Sunday, November 21, 2010

Year End Planning

Many clients have contacted me and asked about the most effective planning methods and techniques during this year where the "regular" estate, gift, and generation skipping tax rules will go back in effect next year (more on that below). With regard to each person's unique situation, different planning techniques may provide you or them with some extra benefit if done before the end of the year. In general, those include large lifetime gifts (as the tax rate on gifts over the million dollar lifetime gift credit) is 35% in this year, but reverts back to a maximum rate of 55% next year without any congressional action. Based on this, if you are a client who has been thinking about making large gifts and who does not mind paying gift taxes, then this is the year to make outright, large gifts. These types of gifts can be made to trusts as well, but based on the rules regarding generation skipping taxes, I am not recommending that you make large gifts to trusts that have beneficiaries who would trigger generation skipping taxes. The reason for this is that even though there is no GST tax this year, the GST tax will be assessed against distributions from trusts in the future if the gift that funded the trust was not exempt from this type of tax. Due to this change in the law that will occur on January 1, 2010, I am suggesting to clients that if they want to make large gifts to grandchildren or more remote heirs to avoid the GST tax in the future (and to take advantage of the lower gift tax rate this year), then the gifts should be outright. If the trust is set up to benefit the children of the Donor, then the large taxable gift can be made to a trust for that person's benefit, but the trust must be set up to be included in that beneficiary's estate if you do not want it to be subject to GST taxes in the future.

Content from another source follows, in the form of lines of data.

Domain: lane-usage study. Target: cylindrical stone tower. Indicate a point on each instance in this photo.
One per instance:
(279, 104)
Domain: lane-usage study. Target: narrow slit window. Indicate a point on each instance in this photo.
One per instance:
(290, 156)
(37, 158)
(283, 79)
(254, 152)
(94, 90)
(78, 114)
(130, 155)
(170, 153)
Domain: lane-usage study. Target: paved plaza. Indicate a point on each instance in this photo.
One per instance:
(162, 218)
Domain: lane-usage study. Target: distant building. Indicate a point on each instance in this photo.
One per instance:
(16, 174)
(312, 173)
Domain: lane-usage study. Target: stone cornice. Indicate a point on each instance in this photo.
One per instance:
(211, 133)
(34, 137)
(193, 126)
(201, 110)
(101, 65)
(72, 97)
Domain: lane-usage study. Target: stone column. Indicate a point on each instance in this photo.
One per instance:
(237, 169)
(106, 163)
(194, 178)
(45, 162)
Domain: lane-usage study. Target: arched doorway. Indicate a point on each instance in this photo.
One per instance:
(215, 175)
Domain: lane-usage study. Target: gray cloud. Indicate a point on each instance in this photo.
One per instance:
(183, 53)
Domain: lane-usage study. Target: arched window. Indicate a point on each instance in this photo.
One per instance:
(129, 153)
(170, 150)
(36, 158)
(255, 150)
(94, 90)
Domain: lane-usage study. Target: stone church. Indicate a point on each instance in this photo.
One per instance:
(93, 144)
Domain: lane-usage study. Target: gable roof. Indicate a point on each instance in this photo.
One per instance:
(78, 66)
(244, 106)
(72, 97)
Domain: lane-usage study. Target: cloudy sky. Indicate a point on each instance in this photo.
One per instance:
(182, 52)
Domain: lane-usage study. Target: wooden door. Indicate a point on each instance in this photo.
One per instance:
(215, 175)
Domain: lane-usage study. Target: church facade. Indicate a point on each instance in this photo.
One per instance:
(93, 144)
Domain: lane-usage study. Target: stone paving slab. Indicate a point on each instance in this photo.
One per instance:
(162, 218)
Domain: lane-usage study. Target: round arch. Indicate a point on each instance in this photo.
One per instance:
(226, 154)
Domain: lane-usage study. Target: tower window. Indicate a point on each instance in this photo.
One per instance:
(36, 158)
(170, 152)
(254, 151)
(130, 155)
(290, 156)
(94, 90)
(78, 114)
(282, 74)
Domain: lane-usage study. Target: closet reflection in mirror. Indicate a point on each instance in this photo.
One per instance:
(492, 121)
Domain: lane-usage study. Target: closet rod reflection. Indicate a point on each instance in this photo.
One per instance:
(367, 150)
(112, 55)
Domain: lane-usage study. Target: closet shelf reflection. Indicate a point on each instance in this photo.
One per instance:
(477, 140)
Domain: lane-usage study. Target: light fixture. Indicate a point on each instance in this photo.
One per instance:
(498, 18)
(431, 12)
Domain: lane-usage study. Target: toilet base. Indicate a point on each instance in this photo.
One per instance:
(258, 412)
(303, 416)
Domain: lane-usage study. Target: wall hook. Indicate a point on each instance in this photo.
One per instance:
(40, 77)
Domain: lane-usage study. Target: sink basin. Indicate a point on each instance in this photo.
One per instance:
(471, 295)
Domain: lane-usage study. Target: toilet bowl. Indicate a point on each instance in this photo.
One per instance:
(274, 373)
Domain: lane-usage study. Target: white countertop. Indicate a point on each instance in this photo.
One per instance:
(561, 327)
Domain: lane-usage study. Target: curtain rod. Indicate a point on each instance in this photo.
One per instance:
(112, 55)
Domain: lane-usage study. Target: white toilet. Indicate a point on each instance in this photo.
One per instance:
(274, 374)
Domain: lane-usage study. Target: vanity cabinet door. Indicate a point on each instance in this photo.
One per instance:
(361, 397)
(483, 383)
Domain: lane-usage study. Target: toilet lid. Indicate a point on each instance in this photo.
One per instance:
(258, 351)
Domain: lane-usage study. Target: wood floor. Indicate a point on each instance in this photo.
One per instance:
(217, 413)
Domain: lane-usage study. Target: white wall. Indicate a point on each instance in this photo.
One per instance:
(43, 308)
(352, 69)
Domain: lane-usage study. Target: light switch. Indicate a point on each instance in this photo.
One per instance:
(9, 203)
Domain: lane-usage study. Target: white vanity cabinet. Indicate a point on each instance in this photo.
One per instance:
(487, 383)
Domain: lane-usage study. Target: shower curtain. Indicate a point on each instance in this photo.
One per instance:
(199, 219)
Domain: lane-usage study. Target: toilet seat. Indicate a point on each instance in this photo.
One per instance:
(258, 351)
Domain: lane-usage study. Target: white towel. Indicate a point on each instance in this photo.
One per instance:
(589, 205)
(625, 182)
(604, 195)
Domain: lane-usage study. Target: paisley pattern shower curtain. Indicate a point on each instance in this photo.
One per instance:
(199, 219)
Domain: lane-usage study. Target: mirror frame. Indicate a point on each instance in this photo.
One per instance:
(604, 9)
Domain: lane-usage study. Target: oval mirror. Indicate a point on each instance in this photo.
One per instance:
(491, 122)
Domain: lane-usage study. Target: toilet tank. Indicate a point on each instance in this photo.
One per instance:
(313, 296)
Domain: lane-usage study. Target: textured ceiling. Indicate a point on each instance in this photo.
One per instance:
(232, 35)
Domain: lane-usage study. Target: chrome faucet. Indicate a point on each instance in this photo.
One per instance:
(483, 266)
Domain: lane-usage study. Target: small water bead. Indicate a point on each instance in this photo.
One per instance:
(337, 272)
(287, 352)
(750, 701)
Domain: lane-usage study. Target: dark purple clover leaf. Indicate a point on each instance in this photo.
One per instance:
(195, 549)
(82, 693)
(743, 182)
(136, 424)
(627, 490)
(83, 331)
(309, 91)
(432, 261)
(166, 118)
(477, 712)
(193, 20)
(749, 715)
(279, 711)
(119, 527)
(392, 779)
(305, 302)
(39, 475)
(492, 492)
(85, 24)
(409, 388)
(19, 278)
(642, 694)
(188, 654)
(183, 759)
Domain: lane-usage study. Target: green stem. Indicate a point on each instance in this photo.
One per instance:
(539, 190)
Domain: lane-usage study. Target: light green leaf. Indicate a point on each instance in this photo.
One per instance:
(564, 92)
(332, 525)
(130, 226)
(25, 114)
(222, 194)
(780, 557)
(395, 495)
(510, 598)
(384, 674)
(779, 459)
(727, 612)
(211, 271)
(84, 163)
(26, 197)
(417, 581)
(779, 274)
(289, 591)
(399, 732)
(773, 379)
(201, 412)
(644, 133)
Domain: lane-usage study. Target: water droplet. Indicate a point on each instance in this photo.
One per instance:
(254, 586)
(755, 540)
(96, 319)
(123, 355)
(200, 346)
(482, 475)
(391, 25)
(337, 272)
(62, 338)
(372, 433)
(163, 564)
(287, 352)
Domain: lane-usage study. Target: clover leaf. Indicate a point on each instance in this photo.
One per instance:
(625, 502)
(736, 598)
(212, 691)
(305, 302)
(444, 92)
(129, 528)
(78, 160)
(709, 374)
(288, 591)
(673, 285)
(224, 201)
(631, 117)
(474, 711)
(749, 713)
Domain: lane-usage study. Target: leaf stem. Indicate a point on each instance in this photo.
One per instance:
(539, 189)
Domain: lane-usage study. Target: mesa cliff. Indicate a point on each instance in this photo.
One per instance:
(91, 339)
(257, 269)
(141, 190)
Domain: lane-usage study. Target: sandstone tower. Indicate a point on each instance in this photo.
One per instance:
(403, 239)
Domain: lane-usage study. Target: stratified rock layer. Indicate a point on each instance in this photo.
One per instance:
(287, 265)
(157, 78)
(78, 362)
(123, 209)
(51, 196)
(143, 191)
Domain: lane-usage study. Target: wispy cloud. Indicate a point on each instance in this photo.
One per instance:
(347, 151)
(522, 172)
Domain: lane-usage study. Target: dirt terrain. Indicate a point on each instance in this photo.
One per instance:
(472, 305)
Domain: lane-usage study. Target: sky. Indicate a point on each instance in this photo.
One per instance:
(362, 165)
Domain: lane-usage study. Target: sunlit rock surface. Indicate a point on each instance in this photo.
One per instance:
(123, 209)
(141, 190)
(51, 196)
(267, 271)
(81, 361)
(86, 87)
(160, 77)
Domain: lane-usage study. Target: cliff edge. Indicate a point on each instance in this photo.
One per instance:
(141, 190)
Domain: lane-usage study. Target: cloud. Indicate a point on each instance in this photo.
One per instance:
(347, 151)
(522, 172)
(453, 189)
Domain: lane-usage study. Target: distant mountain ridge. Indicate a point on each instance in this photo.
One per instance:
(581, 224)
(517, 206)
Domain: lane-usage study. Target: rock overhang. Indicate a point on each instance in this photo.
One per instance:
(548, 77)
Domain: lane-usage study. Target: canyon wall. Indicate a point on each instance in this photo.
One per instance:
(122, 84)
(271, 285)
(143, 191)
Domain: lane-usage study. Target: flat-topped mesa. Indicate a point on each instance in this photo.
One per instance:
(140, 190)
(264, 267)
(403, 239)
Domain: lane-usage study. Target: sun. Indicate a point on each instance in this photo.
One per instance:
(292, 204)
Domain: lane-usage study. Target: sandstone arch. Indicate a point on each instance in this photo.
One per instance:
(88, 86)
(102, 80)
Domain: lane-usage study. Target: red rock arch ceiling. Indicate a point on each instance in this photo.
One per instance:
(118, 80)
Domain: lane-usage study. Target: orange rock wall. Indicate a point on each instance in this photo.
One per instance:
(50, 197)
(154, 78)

In general, planning techniques involving charitable gifting (outright gifts to charities, creation and funding of private foundations, public charities, etc.) all must be done before the end of the calendar year instead of the tax due date of April 15th next year. Based on this, if you are working with your CPA to determine if you need additional charitable deductions for this tax year, make sure that you work with your attorney to provide enough time to make these gifts prior to the end of the year. Even the formation of private foundations can be done prior to year end as they can be formed and funded (giving you the tax deduction) if the entity obtains its 501(c)(3) status within a close period of time of the formation of the entity (you must generally file the 1023 form within 27 months of formation if you want the operations of the entity to be tax exempt from the date of formation).

In addition to all of the above, Congress is going to modify the GRAT rules sometime next year, so if you would benefit from a two year GRAT, then that may be another planning technique to consider. Life Insurance is also another great option that people sometimes consider too late (based on developing health issues). The earlier you get a life insurance plan in place, the better your costs will be (and you will often be able to get more coverage).